Another policy solution that could support women of color and their families? A $50 billion investment in child care. Forty-five percent of child care workers are Black, Latinx, or Asian; when centers shutter, workers lose their main source of income, which is already meager to begin with. Just 11 percent of providers feel confident in their ability to make it through the pandemic without support from the government. This federal investment would help keep child care providers in business, allowing early education instructors to care for the children of essential workers and, as safety measures allow, the children of other working parents.

Moving forward, public policies must lead to an overhaul of the pre-pandemic status quo. Policies must confront and redress pervasive labor market disparities by raising the minimum wage to a liveable wage, enforcing equal pay protections, and providing permanent, universal paid family and medical leave and sick days across all industries, sectors, and occupations. To ensure more equitable economic outcomes across race and gender, policymakers will need to take actionable steps towards closing the racial wealth gap, stresses Derbigny. On the podcast, she posits that baby bonds and reparations are two policy solutions that could provide economically marginalized families with a starting point for building wealth.

Implementing policies that value the labor of women of color and creates equal access to financial security will not only ensure their survival during this pandemic, and stability afterwards, but it will also help dismantle an economic and labor system rooted in a legacy of white supremacy, which has withheld workplace protections, job opportunities, access to wealth-building assets, and social benefits from women of color.

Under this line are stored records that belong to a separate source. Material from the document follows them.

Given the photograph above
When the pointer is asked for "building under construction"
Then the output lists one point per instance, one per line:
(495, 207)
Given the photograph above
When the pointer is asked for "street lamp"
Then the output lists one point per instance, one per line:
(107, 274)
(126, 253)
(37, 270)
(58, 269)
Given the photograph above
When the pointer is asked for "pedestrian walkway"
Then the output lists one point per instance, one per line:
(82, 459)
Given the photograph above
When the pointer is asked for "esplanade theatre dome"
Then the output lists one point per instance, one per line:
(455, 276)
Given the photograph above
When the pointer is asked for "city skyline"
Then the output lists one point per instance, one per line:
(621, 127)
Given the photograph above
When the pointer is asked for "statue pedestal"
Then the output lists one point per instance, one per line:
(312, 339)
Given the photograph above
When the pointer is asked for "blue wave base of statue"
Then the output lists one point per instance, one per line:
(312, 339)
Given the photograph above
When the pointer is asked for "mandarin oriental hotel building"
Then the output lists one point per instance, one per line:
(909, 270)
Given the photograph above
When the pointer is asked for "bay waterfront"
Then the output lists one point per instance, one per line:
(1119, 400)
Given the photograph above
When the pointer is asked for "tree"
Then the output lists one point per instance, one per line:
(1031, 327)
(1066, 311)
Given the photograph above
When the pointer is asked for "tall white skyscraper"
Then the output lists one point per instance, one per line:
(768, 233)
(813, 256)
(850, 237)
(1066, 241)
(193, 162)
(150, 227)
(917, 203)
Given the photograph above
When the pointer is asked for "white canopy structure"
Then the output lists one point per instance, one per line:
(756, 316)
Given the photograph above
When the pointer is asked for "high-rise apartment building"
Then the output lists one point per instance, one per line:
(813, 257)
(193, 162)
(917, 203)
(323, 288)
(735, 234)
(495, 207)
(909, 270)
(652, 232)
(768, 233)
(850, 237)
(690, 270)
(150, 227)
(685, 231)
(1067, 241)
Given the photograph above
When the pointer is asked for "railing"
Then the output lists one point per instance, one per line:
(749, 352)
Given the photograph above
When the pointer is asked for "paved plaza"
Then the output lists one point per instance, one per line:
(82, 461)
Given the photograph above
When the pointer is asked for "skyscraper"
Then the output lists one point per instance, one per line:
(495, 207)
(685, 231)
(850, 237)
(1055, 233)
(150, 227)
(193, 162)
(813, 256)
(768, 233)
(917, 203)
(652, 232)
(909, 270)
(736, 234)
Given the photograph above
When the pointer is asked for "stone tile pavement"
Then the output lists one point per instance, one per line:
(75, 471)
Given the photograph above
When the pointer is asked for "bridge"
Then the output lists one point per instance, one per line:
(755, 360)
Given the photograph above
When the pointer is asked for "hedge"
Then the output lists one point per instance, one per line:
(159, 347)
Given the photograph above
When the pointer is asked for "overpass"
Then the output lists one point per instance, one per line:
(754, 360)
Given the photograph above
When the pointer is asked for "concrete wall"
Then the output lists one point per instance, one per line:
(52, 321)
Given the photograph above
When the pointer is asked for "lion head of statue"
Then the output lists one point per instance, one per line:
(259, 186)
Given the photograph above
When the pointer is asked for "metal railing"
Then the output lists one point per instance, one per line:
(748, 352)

Women of color have waited too long, “struggling to survive in a nation that has more than enough wealth to go around.” The time for reimagining and constructing an economic and labor system built on policies that work for, instead of against, women of color, is long overdue.

Corrected at 11:00 a.m. on August 13, 2020: A previous version of this article miquoted Dominique Derbigny, and has been corrected to reflect her contributions as a guest on the Crisis Conversations podcast. Derbigny did not discuss universal basic income while a guest on the podcast. We have made an update to more accurately reflect Jamie Gloshay’s comment; we specify that the small businesses in question are Native American-owned. This article was also corrected to reflect that Jocelyn Frye used the term “premium pay” rather than “hazard pay” in reference to increasing frontline workers’ wages.